The recognition offered yesterday to leaders of the farmworker movement by US Agriculture Secretary Tom Vilsack was welcome. The event was marred however by the audacity of the Secretary to stand in front of the leaders of the struggle of the farmworkers and proclaim “Si, se puede!” after he approved a proposal to largely end the long-standing USDA programs that provide most of the housing for farmworkers.
The Secretary’s breathtaking exercise of political hubris escaped the attention of the news media. Here is how the Washington Post reported the story…
Acknowledging, somewhat redundantly, that he was “a white male Caucasian” before a roomful of Latinos, and asking, as a joke, “Is there a way I can relate to folks here?” Agriculture Secretary Tom Vilsack quickly got around to the go-to phrase for people in his predicament.
“Si, se puede!” Yes we can.
Then Cecilia Munoz, director of the White House Domestic Policy Council, took her turn at the microphone.
“How wonderful is it that the guy who got the ‘Si, se puede!’ going was Secretary Vilsack?” she cracked.
There would be many, many more chants of la madre of all political rally cries — some two dozen, all told — but at least for once in official Washington, the overuse of the overused phrase was earned. The purpose of the two-hour ceremony Monday morning in the Labor Department was to induct “Pioneers of the Farm Worker Movement” into the department’s Labor Hall of Honor and to name the department’s auditorium the Cesar E. Chavez Memorial Auditorium.
USDA’s recognition of farmworker leaders is appropriate and long overdue. The heroic struggle of farmworkers to bring decent living conditions and wages to the people who work to produce the food Americans eat should be honored at USDA headquarters where the farmworker movement was long resisited.

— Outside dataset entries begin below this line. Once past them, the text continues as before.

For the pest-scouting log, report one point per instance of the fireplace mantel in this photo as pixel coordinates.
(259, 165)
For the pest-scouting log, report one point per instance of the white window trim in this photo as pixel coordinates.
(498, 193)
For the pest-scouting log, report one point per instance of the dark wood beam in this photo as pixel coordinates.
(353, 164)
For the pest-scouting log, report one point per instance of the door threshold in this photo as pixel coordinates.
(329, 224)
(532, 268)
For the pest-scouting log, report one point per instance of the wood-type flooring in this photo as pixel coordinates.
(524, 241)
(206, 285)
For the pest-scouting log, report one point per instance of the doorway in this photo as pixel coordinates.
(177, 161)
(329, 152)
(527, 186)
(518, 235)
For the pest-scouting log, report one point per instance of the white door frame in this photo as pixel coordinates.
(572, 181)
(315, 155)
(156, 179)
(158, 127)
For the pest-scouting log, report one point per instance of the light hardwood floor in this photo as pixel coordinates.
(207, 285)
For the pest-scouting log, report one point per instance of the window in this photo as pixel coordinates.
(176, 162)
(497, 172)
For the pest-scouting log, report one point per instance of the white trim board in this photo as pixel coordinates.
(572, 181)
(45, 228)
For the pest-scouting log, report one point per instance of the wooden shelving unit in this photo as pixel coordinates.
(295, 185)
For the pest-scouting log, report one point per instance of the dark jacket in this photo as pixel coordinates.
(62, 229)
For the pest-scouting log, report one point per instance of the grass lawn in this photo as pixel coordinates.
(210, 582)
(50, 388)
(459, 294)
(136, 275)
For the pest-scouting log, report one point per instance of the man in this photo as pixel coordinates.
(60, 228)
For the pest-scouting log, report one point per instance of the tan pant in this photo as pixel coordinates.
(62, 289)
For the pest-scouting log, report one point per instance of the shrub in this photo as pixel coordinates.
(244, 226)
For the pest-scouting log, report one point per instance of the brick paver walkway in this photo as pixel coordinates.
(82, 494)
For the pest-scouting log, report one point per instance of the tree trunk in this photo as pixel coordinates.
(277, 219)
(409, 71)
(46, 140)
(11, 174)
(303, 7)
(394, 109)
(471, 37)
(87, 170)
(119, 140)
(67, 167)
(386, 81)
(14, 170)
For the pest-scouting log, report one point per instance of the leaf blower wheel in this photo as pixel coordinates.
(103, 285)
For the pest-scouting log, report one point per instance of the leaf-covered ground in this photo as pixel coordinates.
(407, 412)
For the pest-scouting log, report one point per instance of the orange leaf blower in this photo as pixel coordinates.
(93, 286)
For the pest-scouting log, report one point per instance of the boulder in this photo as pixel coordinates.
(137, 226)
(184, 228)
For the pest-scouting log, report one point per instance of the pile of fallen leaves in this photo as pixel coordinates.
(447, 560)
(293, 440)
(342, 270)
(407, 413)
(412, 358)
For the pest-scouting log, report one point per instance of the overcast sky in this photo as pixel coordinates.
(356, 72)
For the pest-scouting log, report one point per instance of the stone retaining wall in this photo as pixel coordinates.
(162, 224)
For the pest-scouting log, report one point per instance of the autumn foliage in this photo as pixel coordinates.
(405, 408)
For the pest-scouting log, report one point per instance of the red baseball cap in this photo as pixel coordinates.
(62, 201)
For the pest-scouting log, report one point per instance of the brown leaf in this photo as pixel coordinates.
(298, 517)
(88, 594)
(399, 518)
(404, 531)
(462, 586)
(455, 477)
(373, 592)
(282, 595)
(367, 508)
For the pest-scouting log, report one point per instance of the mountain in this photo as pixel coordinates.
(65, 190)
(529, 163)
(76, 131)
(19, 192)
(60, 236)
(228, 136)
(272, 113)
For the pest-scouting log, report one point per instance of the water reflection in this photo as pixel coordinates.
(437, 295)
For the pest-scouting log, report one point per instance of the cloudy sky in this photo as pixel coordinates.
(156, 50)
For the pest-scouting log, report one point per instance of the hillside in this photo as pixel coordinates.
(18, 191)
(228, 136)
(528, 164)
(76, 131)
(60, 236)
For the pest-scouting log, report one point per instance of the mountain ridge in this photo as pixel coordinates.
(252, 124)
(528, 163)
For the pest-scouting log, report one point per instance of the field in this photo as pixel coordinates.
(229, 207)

Yet the Post story did not mention that Vilsack’s Administration approved 2012 budget proposes elimination of the Section 523 Mutual Self-Help program, $37 million that funds local initiatives that help farmworkers in Texas and other states build their own homes. The self-help method involves families working together to build their homes and earning “sweat equity” under the supervision of experienced construction managers. Vilsack also disastrously proposes to cut by 80 percent the mortgage funds relied on by many farmworkers to finance the materials to build their homes under the self-help program. This Section 502 Direct Loan program has helped over two million families.
Secretary Vilsack deserves to get called out on this. In designing the huge federal agriculture subsidy budget the Secretary has prioritized billions in corporate agriculture subsidizes over a few million to fulfill the essential human need of farmworkers for shelter.
Si, se puede!” shouted by Secretary Vilsack in front of leaders of the farmworker’s struggle is not the empowering cry of the struggling poor organizing to overcome injustice. Coming from Vilsack these words are perverse and sad. The Secretary should have been honest and proclaimed, “Si, yo puedo! Yes, I can! As Secretary of Agriculture I can end our nation’s commitment to provide housing for impoverished agricultural workers.”